Wednesday, August 26, 2020

Getting the rhythm to suppress Alzheimer's

An interesting brief open source review by Lynne Peeples in PNAS describes experiments on mice and humans showing that visual and sound stimulation in the e.e.g gamma frequency range (30-80 Hertz, or cycles/sec, peaking at 40 Hz) elicits gamma frequency brain oscillation, enhance cognition, and diminishes levels of the amyloid plaques and tau protein tangles associated with Alzheismer's. The article is worth a read, and I pass on just a bit of a background paragraph:
Brain rhythms are known to participate in all forms of cognition. And changes of brain rhythms appear to be implicated in all forms of neurological disease...Growing evidence indicates that neurons in many animals, including humans, can strongly synchronize in the gamma range of frequencies—between 30 and 80 hertz, and peaking around 40 hertz. As far back as a 1955 study of meditating yogis, researchers have associated gamma waves with peak concentration and high levels of cognitive functioning.
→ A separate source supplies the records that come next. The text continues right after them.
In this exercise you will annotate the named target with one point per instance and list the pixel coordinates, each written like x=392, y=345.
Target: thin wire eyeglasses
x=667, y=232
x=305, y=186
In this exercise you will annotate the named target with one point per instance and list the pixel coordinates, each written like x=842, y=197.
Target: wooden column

Studies in the last decade that manipulated brain rhythms in lab animals and humans have confirmed the impact of those rhythms on cognition and disease. Researchers have also found that fewer neurons fire together at this rate in patients with Alzheimer’s disease or other neurological conditions, suggesting that gamma rhythms may play a role in the cognitive impairments associated with such disorders.